Theater & Dance — By on February 24, 2010 3:32 am

“Realidad” is an adaptation of Tom Stoppard’s play “The Real Thing.” My Irish friend, who describes himself as having “a deep intellectual crush” on Stoppard’s work, immediately took issue with the title.  The translation isn’t right, he said, as he would have thought to incorporate something about truth and love rather than just “reality.”

The title isn’t the only thing that feels a little skewed. “Realidad” is about the culture-producing (part-intellectual, part-commercial, part-political) class of England in the 1980s. (“The Real Thing” premiered in London in 1982, and I believe that “Realidad” is based on a 1986 version.) The four central characters cheat on each other, connive, try to make art, try to make themselves popular and sexy, sharp and accessible, hiding their own failings, try to have satisfying sex, try to negotiate the influx of TV and American pop culture, and at the same time, try to find the real thing whatever that is.  To make matters more complicated, the first scene is also a play-within-a-play about all those things—written by one of the characters.

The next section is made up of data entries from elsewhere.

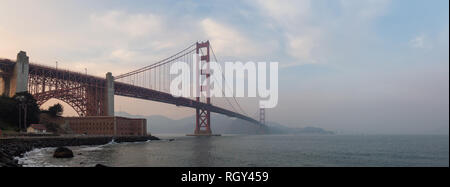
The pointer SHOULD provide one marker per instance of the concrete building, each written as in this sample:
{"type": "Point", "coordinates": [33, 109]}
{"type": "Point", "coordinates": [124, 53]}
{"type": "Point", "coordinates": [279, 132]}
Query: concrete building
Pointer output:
{"type": "Point", "coordinates": [107, 125]}
{"type": "Point", "coordinates": [37, 129]}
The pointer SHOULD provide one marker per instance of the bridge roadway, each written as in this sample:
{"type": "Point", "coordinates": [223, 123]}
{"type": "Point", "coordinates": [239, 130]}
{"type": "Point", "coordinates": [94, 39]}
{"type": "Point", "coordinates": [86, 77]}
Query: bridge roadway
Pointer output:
{"type": "Point", "coordinates": [122, 89]}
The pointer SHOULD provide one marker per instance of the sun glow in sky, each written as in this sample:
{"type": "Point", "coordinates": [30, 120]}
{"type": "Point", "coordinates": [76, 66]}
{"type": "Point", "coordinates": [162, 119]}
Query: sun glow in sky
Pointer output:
{"type": "Point", "coordinates": [354, 66]}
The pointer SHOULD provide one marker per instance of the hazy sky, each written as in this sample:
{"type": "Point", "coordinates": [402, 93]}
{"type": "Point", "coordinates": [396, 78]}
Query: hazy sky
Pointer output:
{"type": "Point", "coordinates": [354, 66]}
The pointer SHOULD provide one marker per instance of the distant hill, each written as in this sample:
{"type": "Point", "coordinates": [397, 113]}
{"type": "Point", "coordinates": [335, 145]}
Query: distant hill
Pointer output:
{"type": "Point", "coordinates": [222, 125]}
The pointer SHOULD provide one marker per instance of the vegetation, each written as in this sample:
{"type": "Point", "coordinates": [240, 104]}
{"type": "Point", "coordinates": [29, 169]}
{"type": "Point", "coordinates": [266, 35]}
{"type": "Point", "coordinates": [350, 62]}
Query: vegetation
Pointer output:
{"type": "Point", "coordinates": [52, 127]}
{"type": "Point", "coordinates": [9, 111]}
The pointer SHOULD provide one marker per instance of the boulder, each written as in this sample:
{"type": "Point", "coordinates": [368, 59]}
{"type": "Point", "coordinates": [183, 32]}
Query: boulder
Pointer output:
{"type": "Point", "coordinates": [63, 152]}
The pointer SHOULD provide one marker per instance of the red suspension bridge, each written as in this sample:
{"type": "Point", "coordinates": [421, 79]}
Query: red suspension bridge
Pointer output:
{"type": "Point", "coordinates": [94, 96]}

So, it’s not exactly a love story, or any other kind of classic story that cuts across all lines.  It’s specific to a certain time and place and to a certain theatrical tradition. I would say that the dramatic arcs don’t come through very clearly—it seems to be more about language play, literary references and intellectual trends.

Yet in this case, the play is torn from its own language and set in the conventions of another language and theater.  Watching it in Spanish felt like watching a double-spectacle.  Kind of like that scene in All About My Mother when they act out A Streetcar Named Desire.  First there was the theatricality of the original play, and then the second level: making an English play fit into Spanish language and stage conventions.

The play takes place mostly in interiors with projections to show fire in the fireplace, or the passing of the landscape while sitting on a train.  American pop songs as well as British place names and historical references make up an important part of the story.  All of these, and the characters’ English names, sound weird in their heavy Spanish pronunciation.   Michael Jackson Thriller, Bonnie Tyler Total Eclipse of the Heart, etc, just don’t fit, because the songs are supposed to represent a threat to the characters’ guarded literary culture, and yet they seem foreign and distant.

That said, it does have strong moments, and I would, overall, recommend the play.  The actors rescue it. So it’s not a show that will keep you on the edge of the seat.  But at the end, I was glad that I’d seen what I’d seen—this Spanish take on a British play about what’s real and what’s only a matter of culture and perception.

If you are a Tom Stoppard fan, you can see this show Tuesday through Saturday at 20:30 p.m.  Sunday at 19:30 p.m.  No shows on Monday. Tickets run between 11 and 18 euros.  Wednesdays 50% discount; Tuesday and Thursday 30% discount for Carnet Joven. Teatro Maria Guerrero. Metro: Chueca.